Hay una política de la inmortalidad, del mismo modo que hay una política de la felicidad. Todas estas políticas parciales se engloban en la política más general de los bienes, de los objetos de consumo, suministradores de un goce inmediato, que forcluye el horizonte de la muerte y de la castración, anulando la pregunta por la causa del deseo. Todas estas políticas potencian hasta el infinito el malestar en la cultura. La política de la inmortalidad se basa en ontificar y santificar el Ser, rindiendo pleitesía a los ideales más alienantes, mortificando el deseo, reificando y naturalizando los objetos, hasta la aniquilación final, en una entrega incondicional a la voracidad del Super-yo, a su verga salvaje, culminando en el éxtasis de una especie de delirio ontológico compartido. En el fondo se trata del deseo delirante de existir sin fallas, sin deseos, renegando de la castración, gozando sin tregua, sin límites, en una espiral autodestructiva.

La inmortalidad, ese horror, degradación y espanto, que describe Borges, no es una cuestión de tiempo -terminable o interminable-, sino de ser.

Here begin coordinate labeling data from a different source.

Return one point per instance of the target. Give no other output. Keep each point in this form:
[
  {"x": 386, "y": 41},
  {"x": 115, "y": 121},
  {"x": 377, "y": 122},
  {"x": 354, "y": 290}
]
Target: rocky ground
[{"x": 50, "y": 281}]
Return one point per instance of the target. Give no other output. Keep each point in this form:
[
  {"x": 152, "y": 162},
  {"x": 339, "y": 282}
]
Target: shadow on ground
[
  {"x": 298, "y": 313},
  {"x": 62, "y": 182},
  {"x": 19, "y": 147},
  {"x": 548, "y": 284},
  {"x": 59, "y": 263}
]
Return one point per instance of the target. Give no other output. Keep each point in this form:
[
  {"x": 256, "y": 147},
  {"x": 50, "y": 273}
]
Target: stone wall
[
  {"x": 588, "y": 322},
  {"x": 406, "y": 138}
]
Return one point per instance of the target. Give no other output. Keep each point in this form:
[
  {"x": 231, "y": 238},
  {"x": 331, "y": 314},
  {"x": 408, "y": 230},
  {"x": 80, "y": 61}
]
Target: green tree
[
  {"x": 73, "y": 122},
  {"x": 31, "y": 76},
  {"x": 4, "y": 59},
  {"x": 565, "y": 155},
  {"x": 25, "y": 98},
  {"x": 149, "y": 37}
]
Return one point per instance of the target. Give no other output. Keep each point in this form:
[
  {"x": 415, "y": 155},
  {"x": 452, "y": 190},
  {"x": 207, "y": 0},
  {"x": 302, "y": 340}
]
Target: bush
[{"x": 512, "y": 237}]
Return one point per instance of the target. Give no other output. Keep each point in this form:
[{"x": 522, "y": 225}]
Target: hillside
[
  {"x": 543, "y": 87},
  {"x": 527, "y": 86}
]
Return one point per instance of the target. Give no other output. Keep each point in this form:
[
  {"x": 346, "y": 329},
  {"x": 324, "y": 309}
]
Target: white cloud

El tiempo, cualquier tiempo (pasado, presente o futuro), finito o infinito, es salvador, porque se sostiene en la repetición del trazo unario, uno y único, lo mismo y diferente; en cambio, el Ser (con mayúsculas, no-tachado, como clausura del ser), en su eternidad, consistencia, continuidad y cierre, es mortífero.

 Homero hace semblante del tiempo; los trogloditas de la forclusión del tiempo.